On more than one occasion, on guided fishing trips, I've found myself in the boat with another angler that seems to have arrived at the water determined not to listen to our guide. It's never clear why. Maybe the angler thinks he knows better than the guide. Perhaps he simply has a problem with authority. Whatever the case, by the end of the day, it is always abundantly clear that the angler has done little more than sabotage his or her own day. Almost without exception, your guide knows best. For a myriad of reasons, when heading out on a guided trip, being an attentive and compliant angler will not only improve your day but will likely improve your angling as a whole.
Guide Paul Samycia shows off a pretty, pepper-spotted cutthroat trout from the Elk River near Fernie, BC.
Unless you're a local expert on the stream, river or flats you're about to embark upon, your guide spends a ridiculously greater amount of time on said water than you do.

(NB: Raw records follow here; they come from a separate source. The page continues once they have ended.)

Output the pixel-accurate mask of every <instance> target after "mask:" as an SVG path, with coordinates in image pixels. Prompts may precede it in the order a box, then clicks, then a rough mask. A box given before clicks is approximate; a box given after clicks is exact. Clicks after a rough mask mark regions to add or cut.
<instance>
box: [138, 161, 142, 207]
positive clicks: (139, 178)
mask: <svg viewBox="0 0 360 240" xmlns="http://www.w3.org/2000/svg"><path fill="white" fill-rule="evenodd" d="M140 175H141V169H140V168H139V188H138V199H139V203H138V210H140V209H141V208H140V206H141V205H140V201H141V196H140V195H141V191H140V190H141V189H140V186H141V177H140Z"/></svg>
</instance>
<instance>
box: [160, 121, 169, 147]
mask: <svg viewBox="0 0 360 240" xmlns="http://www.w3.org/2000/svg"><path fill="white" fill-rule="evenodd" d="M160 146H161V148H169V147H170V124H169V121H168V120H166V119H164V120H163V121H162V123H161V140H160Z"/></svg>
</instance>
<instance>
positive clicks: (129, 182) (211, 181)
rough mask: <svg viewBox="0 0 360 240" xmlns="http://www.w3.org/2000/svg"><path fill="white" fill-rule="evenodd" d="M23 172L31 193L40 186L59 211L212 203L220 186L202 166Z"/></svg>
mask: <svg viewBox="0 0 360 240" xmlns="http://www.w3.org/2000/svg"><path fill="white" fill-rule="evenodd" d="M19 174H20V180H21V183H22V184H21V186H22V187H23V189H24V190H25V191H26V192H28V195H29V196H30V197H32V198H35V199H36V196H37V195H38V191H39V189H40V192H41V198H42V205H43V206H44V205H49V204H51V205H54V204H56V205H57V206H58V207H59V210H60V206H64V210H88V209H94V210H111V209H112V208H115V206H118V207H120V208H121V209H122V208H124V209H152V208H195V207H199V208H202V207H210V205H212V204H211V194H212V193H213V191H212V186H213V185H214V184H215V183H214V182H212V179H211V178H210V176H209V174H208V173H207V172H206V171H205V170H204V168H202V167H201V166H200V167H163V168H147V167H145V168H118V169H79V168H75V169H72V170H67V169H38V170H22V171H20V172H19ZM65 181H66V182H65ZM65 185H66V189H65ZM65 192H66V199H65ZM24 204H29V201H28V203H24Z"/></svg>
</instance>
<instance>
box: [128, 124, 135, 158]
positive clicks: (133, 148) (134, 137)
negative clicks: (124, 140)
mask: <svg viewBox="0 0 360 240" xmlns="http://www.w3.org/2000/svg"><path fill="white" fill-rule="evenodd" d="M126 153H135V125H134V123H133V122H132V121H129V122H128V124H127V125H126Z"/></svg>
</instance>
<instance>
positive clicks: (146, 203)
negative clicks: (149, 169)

The guide knows the riffles and runs, the way minor changes in conditions from day to day affect the fishing, the best tactics for certain spots and times and so on.
Earlier this year, while fishing the Elk River in British Columbia, our guide -- and owner of Fernie's Elk River Guiding Company -- Paul Samycia parked our driftboat in a small, slow back eddy that had formed alongside a torrid run. A long, heavy but relatively shallow riffle above was channeled by the narrowing streambanks where it dropped off a small spillover into a deep pool. The result was a 20 yard stretch of heavy rapids that I'd scarcely have thought to throw a nymph or streamer into, thanks to the ripping flows. As I peered out at the deep, emerald water, Paul handed my rod back to me with a small ant -- probably size 18 -- tied to the end of the line.